Inside the Deadly Duodenoscope Outbreaks

Is enough being done to protect your patients from dangerous infections?

Daniel Cook

Daniel Cook, Editor-in-Chief


prevent duodenoscope-related infections ACTION STEPS Efforts to prevent duodenoscope-related infections have ramped up in recent months.

The deadly outbreak at the UCLA Medical Center in Los Angeles that was linked to difficult-to-clean duodenoscopes certainly got people's attention, but trouble had been colonizing in reprocessing rooms across the country for years.

In the UCLA case, 2 patients who underwent endoscopic retrograde cholangiopancreatography (ERCP) contracted carbapenem-resistant Enterobacteriaceae (CRE) from dirty scopes and died.

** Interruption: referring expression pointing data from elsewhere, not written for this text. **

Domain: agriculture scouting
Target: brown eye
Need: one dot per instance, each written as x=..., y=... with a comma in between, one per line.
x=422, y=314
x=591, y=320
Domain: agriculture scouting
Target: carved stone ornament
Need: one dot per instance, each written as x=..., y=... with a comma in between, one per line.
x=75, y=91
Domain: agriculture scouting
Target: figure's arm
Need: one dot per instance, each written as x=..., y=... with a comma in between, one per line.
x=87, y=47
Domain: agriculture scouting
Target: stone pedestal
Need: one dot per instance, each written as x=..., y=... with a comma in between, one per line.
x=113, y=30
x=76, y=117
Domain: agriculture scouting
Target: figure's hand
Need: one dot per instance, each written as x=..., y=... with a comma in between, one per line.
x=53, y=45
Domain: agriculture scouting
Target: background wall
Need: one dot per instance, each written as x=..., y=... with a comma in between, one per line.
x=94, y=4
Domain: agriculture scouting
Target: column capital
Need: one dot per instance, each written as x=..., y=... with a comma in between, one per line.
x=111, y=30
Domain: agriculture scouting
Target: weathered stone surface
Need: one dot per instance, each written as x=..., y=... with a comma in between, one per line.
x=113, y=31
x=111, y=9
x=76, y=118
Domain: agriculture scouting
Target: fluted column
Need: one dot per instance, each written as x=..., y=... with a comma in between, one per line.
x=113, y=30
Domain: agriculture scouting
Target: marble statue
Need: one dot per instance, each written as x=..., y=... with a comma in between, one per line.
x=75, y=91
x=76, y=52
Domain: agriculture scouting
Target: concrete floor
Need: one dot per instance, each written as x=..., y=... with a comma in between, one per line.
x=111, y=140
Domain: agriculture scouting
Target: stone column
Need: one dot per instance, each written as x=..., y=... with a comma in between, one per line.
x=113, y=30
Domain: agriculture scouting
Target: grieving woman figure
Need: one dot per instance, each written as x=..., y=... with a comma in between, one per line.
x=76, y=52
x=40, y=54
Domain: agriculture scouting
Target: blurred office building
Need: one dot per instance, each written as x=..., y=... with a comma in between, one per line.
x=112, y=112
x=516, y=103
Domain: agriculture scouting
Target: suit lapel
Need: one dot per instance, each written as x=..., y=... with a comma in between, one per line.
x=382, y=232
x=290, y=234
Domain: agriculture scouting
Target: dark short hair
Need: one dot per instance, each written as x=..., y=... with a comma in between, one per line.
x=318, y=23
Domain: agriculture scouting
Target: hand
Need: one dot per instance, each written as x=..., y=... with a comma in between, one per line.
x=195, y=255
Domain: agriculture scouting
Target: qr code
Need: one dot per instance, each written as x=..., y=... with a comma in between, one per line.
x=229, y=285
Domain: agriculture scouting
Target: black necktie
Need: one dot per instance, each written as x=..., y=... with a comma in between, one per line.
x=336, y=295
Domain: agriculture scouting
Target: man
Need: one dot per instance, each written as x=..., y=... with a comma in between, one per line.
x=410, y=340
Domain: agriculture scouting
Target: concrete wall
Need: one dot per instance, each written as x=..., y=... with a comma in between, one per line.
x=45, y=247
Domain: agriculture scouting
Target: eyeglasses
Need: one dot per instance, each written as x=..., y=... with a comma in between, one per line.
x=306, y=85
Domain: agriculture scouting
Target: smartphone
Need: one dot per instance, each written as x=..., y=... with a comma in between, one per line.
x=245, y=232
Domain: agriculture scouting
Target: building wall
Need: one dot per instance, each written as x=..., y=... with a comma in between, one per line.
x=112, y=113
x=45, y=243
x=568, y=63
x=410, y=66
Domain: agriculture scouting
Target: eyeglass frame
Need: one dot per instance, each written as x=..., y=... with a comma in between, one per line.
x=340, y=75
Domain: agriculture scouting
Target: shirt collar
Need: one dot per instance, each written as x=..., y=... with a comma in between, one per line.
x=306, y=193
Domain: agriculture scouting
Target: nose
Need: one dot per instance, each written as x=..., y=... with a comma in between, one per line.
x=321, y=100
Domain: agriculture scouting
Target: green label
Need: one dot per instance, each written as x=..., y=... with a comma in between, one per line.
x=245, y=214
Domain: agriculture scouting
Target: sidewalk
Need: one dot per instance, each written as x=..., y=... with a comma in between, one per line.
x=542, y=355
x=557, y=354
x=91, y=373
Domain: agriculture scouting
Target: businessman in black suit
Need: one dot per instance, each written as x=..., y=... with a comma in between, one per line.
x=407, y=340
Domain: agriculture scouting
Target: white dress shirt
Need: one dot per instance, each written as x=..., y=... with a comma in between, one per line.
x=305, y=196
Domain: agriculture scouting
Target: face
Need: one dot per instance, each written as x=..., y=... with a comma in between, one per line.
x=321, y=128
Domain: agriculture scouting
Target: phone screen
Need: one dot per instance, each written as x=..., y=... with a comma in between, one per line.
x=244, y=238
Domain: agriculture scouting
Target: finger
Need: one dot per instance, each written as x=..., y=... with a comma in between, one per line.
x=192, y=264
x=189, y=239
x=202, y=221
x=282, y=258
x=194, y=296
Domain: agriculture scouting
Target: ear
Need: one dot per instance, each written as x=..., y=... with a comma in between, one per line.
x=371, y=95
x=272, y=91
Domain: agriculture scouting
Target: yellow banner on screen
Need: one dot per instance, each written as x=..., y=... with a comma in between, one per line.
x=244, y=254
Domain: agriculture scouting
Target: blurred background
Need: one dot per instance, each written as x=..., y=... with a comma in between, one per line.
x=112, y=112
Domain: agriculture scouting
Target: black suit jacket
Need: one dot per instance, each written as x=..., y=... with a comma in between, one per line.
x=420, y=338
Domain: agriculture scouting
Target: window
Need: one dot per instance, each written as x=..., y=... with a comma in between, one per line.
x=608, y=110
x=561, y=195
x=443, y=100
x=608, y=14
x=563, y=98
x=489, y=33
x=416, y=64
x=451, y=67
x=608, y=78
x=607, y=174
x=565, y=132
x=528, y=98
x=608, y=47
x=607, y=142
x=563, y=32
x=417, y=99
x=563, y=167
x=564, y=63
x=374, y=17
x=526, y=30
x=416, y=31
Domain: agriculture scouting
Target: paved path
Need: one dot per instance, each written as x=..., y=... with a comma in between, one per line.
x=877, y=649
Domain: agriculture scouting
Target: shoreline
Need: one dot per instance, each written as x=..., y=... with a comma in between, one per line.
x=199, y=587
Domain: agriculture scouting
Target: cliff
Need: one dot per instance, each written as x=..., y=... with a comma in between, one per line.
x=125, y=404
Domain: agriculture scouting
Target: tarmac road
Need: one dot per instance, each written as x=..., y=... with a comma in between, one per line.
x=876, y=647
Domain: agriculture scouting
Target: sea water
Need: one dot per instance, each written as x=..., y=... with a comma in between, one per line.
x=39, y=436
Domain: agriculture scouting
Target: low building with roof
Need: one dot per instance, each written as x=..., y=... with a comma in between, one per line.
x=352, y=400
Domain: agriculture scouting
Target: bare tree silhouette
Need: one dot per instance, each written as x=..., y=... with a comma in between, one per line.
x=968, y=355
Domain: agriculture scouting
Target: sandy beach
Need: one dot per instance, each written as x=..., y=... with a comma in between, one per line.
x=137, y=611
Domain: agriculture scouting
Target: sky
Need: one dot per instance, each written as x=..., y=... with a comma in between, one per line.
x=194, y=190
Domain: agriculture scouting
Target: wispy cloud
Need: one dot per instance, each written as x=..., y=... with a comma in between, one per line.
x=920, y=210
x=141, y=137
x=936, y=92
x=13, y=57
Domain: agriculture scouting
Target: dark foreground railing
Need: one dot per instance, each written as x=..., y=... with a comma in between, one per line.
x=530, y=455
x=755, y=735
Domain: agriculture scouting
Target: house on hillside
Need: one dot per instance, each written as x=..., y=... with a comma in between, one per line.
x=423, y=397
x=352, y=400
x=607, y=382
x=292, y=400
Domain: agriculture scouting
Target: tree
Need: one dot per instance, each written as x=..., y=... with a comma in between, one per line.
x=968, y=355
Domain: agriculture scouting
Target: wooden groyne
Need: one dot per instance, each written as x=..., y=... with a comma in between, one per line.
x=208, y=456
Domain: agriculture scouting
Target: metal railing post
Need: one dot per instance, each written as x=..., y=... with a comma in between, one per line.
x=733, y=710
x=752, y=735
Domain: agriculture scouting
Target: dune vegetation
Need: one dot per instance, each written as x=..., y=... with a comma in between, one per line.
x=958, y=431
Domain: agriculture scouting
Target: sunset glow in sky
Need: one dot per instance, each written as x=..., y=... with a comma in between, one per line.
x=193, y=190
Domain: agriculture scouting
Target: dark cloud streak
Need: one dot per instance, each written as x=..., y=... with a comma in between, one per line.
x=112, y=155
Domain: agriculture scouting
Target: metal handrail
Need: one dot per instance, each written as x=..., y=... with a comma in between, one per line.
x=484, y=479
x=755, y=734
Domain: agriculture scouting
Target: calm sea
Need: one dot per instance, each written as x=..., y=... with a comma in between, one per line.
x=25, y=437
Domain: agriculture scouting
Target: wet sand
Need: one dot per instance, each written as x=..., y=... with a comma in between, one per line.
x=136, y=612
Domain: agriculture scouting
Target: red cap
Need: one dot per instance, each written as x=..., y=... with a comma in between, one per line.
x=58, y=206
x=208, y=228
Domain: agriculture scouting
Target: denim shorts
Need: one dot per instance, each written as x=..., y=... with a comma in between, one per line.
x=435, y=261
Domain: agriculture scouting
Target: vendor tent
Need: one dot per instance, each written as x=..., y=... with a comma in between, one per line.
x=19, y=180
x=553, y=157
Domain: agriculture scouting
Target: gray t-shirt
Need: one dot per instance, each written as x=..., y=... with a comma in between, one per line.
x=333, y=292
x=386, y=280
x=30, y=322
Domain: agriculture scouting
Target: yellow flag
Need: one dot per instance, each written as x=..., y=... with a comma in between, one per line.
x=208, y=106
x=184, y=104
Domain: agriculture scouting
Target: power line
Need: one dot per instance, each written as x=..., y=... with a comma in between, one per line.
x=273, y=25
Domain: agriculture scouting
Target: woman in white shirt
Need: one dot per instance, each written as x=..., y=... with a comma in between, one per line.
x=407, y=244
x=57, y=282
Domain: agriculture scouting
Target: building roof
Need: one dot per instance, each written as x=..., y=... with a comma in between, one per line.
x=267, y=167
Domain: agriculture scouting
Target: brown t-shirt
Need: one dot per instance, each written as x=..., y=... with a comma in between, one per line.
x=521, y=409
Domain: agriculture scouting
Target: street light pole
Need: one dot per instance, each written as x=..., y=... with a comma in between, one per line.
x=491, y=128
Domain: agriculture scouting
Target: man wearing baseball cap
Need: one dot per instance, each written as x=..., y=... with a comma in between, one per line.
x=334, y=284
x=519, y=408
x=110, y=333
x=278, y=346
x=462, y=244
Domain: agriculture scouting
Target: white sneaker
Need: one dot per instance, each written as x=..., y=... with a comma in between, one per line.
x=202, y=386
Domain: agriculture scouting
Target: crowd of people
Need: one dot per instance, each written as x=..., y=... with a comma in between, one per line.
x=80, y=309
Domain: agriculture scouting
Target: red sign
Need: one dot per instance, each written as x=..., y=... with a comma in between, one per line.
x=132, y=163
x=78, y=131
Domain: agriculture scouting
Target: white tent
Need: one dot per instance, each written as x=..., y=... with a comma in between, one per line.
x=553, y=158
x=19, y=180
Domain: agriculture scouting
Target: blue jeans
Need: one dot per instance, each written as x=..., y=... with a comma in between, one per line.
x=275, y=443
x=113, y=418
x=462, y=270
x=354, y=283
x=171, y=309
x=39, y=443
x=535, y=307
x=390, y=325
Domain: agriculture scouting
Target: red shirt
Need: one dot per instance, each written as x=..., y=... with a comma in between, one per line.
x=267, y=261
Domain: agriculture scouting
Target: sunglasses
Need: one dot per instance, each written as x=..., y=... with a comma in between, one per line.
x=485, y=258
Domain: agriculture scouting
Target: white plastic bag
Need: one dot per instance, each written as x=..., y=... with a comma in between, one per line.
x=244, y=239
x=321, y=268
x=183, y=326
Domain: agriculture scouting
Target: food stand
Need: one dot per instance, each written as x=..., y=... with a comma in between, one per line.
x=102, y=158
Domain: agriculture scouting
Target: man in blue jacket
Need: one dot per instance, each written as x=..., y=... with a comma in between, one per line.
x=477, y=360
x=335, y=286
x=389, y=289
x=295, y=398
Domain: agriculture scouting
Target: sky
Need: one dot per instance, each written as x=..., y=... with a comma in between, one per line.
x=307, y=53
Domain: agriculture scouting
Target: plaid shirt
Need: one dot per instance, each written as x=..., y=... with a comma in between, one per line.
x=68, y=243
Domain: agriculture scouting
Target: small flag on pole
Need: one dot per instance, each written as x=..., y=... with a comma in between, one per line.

Outbreaks related to the use of dirty duodenoscopes occurred in 2012 at the University of Pittsburgh Medical Center and in 2013 at Advocate Lutheran General Hospital in Park Ridge, Ill. Earlier this year, Virginia Mason Medical Center in Seattle, Wash., reported that 11 of 32 infected patients subsequently died. New reports suggest duodenoscopes were linked to the infections of 281 patients with a strand of E. coli at Hartford Hospital in Connecticut late last year.

The FDA says it received 75 Medical Device Reports between January 2013 and December 2014, involving approximately 135 patients, but it seems that concrete steps to address problems related to dirty scopes began in earnest this year. In late March, Olympus issued new reprocessing instructions for its TJF-Q180V duodenoscope. That's also when the American Society for Gastrointestinal Endoscopy (ASGE) gathered 60 experts for a duodenoscope infection control summit and the American Gastroenterological Association (AGA) convened a "Getting to Zero" meeting to figure out how to stop device-associated infections. Instruments manufactured by Fujifilm, Olympus and Pentax have been linked to the outbreak; the 3 companies said earlier this year that they will cooperate fully with the FDA to address concerns surrounding duodenoscopes and CRE infection.

Why didn't anyone act sooner? The answer, whether you choose to accept it or not, lies in striking a delicate balance between the undeniable benefit of using the scopes and the true risk of infection.

'A tough spot'
Patients who undergo ERCP are very sick, points out Stuart Gordon, MD, director of gastrointestinal endoscopy at Dartmouth-Hitchcock Medical Center in Lebanon, N.H. Duodenoscopes let physicians access the bile duct with minimal invasiveness during what are often outpatient procedures, says Dr. Gordon, who adds that major surgery is the only other option for treating complicated obstructions in the bile duct that duodenoscopes can remove.